Ah, gila! Aku benar-benar sudah gila. Hampir saja. Untung Rio segera mengingatkan. Jika tidak, sudah habislah aku siang itu juga. Kesadaranku bahkan sudah di luar kepala. Hilang entah kesambet setan apa.
“Ada di kamar Mbak Dian,” jawabku, “tak ambil dulu, ya?!”
“Jangan lama-lama.”
Kutinggalkan Rio sendirian di dalam kamar sementara aku keluar. Aku memang tahu di mana biasanya Mbak Dian menyimpan kondom-kondomnya. Tak selamanya di kamar sih. Terkadang malah cuma di laci dapur.

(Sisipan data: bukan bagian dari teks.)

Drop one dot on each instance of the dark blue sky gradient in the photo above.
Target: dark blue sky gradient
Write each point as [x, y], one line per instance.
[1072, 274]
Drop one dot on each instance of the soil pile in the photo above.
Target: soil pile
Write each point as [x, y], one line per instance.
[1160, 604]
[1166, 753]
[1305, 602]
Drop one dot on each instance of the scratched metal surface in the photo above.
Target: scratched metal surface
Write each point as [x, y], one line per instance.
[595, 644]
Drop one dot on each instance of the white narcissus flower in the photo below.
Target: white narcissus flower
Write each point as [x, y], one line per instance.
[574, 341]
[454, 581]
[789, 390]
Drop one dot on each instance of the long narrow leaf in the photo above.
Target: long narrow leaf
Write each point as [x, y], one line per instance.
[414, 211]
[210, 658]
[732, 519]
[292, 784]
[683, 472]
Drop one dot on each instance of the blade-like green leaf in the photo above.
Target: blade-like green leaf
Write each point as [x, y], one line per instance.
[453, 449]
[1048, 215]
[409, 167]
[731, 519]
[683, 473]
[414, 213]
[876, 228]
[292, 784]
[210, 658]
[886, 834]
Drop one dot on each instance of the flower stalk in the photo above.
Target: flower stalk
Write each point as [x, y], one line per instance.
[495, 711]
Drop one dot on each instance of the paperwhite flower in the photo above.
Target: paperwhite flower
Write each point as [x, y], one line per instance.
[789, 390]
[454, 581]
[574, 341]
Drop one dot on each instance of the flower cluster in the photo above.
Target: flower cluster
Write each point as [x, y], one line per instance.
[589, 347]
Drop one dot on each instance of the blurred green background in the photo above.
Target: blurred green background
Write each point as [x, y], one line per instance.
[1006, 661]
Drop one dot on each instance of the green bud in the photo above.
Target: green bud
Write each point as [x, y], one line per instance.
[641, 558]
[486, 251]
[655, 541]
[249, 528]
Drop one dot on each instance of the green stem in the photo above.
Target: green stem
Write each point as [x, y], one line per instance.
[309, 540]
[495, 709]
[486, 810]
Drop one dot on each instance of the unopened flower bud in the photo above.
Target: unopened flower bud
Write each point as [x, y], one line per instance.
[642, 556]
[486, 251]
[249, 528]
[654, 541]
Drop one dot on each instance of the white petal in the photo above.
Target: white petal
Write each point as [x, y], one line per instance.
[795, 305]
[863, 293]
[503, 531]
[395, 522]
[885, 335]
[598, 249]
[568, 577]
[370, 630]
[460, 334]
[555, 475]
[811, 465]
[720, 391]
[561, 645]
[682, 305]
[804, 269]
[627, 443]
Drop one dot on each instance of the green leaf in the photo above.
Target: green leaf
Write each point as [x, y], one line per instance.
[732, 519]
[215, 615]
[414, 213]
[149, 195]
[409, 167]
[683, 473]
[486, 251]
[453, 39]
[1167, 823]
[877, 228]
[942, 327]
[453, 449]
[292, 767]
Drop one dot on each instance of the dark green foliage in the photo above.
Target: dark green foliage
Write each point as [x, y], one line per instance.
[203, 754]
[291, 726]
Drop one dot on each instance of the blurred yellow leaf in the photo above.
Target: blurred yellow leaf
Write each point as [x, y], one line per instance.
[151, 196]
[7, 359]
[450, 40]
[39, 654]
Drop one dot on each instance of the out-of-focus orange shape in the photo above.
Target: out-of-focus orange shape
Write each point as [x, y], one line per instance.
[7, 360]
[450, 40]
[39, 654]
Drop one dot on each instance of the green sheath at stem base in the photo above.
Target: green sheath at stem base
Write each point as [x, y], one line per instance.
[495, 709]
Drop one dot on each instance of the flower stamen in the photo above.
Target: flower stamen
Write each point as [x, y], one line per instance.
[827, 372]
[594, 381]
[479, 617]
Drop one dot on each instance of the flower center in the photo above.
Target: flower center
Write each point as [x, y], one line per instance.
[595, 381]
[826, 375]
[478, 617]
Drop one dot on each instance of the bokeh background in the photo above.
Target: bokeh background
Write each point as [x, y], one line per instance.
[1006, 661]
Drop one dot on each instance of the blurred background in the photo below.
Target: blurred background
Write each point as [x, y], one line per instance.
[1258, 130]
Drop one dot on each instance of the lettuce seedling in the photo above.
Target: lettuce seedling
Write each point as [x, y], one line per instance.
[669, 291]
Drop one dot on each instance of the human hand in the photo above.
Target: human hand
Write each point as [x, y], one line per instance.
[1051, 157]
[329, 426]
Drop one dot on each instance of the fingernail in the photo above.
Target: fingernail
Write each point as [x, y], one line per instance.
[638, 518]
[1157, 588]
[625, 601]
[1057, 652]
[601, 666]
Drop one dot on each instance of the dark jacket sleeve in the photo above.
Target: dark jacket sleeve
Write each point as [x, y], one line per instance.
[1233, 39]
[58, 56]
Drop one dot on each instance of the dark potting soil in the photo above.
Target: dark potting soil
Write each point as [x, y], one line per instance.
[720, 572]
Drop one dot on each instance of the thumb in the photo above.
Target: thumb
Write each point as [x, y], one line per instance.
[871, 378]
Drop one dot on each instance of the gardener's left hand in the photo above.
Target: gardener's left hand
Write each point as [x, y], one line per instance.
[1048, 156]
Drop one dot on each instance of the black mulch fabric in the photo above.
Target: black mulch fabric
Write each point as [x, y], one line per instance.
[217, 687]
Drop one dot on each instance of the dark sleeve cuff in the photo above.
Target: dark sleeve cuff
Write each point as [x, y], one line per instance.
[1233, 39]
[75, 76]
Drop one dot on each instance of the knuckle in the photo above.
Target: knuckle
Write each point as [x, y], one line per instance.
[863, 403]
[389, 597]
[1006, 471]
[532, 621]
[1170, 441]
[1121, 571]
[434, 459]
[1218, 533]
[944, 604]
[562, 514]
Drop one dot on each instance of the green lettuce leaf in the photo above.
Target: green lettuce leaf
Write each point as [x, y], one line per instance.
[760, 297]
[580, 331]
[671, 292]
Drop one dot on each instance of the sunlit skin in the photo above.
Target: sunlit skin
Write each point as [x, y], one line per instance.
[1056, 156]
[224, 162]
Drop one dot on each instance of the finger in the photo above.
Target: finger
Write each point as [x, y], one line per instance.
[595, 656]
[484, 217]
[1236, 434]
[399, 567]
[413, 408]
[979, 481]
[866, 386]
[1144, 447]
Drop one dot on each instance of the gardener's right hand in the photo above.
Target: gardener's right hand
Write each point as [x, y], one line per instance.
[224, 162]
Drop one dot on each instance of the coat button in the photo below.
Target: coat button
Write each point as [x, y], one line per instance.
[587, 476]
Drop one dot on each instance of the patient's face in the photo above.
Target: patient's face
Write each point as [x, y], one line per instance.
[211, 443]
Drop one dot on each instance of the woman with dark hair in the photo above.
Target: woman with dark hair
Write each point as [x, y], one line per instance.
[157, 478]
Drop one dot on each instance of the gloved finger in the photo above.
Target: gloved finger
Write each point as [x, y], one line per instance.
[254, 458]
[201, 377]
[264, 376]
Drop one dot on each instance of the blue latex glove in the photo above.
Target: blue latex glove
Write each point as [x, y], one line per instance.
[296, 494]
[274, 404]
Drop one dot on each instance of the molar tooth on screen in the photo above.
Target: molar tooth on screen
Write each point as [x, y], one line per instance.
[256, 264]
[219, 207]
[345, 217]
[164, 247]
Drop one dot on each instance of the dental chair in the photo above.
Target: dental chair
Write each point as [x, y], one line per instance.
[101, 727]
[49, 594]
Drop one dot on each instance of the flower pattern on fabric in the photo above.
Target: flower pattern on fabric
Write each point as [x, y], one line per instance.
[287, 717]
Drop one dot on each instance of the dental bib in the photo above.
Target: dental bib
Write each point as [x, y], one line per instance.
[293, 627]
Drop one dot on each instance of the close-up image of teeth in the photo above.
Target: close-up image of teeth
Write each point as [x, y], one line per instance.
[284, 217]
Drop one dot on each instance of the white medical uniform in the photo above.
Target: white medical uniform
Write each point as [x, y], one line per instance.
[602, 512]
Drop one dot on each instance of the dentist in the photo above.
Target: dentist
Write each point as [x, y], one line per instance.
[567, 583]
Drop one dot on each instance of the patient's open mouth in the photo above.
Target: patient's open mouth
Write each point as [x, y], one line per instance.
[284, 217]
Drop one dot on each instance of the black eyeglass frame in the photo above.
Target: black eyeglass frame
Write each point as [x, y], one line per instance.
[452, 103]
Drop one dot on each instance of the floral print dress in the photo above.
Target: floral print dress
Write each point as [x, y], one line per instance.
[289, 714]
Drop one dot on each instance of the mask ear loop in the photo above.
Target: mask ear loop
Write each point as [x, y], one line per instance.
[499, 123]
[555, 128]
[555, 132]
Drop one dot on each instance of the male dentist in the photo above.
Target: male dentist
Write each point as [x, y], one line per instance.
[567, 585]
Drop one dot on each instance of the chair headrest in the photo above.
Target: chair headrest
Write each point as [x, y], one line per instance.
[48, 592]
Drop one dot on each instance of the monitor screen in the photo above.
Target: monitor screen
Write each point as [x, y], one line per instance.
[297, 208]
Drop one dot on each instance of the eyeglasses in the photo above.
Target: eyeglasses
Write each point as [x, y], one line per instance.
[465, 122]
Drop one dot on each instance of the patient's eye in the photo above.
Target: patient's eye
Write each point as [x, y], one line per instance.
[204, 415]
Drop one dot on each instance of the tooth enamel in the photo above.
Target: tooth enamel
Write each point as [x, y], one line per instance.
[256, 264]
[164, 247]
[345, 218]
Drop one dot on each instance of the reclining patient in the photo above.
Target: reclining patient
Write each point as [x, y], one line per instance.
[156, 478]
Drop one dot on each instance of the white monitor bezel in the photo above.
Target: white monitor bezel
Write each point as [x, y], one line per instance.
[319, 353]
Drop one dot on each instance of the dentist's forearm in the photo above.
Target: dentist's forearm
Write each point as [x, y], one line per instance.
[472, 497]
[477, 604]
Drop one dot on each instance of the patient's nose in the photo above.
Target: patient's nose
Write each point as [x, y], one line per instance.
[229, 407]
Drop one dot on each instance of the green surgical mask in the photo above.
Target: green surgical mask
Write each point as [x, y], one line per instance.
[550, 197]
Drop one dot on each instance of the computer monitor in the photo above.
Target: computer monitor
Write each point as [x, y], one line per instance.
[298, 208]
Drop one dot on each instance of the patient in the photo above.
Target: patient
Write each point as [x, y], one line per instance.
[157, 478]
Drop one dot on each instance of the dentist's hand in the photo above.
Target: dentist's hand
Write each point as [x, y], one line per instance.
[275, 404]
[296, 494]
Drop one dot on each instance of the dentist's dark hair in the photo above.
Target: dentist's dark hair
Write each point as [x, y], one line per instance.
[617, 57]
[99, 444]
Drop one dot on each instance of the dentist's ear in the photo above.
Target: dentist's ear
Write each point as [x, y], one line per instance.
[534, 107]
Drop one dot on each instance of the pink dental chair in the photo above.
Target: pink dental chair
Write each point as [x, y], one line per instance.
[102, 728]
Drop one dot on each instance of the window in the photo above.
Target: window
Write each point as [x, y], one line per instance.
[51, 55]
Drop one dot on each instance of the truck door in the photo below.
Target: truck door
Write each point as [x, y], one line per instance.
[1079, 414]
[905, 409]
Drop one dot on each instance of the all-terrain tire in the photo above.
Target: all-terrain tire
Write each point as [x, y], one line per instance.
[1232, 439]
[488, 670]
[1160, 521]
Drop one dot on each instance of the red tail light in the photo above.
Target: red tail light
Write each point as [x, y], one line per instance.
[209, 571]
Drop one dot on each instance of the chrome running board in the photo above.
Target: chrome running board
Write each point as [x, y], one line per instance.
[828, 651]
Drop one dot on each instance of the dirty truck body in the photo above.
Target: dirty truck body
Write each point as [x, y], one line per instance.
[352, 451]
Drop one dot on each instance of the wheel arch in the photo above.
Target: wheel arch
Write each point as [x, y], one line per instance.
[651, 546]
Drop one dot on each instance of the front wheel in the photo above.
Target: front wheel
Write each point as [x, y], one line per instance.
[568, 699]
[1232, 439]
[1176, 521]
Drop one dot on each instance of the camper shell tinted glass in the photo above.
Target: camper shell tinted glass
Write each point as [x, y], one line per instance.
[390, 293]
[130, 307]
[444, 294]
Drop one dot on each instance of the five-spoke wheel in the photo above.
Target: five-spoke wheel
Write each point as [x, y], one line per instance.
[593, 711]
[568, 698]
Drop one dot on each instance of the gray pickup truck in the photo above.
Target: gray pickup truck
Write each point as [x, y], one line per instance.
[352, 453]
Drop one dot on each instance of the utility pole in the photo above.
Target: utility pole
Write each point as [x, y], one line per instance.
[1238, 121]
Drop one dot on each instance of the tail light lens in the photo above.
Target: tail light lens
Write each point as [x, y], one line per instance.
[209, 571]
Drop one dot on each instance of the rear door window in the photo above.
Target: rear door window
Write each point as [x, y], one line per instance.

Tak ada rahasia di antara aku dan Mbak Dian. Meski begitu, sekali pun ia tak pernah menyuruhku untuk ikut-ikutan. Tak ada keinginan sedikit pun baginya untuk mengatur hidupku sebagaimana saat aku di rumah Mami dulu.
Tapi, aku tak sedang hendak ke dapur. Juga tak hendak memeriksa lacinya. Yang kubutuhkan hanyalah kunci.
Begitu keluar kamar, kurapikan dahulu tiga kancing baju yang telah sempat dibuka Rio tadi. Usai kurapikan rambut sekenanya, kukembalikan ekspresi wajah sebiasa mungkin, aku kembali mencari kunci.
Di atas meja tidak ada. Di atas TV, bergelantungan di pintu juga tidak ketemu. Lantas di mana? Sementara pintu itu sedang tertutup. Apa salahnya jika dicoba. Kudekati ia yang mungkin saja sedang tak dikunci.
Ternyata benar. Bahkan kunci yang kucari pun malah bergelantungan di luar rumah. Lupa belum kuambil sejak tadi sehabis mengantar Mbak Dian ke bandara Ahmad Yani. Begitu masuk gerbang, Rio sudah menunggu di teras dan segera menyusulku masuk saat aku membuka pintu.
Setelahnya, ia langsung PW di depan TV bahkan sebelum kupersilakan juga. Lagi-lagi, tanpa kusuruh, ia telah menganggap rumah Mbak Dian ini selayaknya rumah sendiri. Tak ada yang bisa kulakukan selain pasrah dengan mengusirnya sebisaku.
Kini, beruntung aku segera teringat sebelum Rio benar-benar berhasil mengambil keperawananku. Kubiarkan sampai mampus ia menunggu di kamar. Toh aku sangat yakin tak akan ada barang berhargaku yang akan dicurinya.
Sambil tersenyum puas, aku ke luar rumah dengan tenang. Di bayanganku, muncul kata-kata Rio yang pasti mengumpatku begitu ia sadar telah kutinggal; dasar perempuan sial!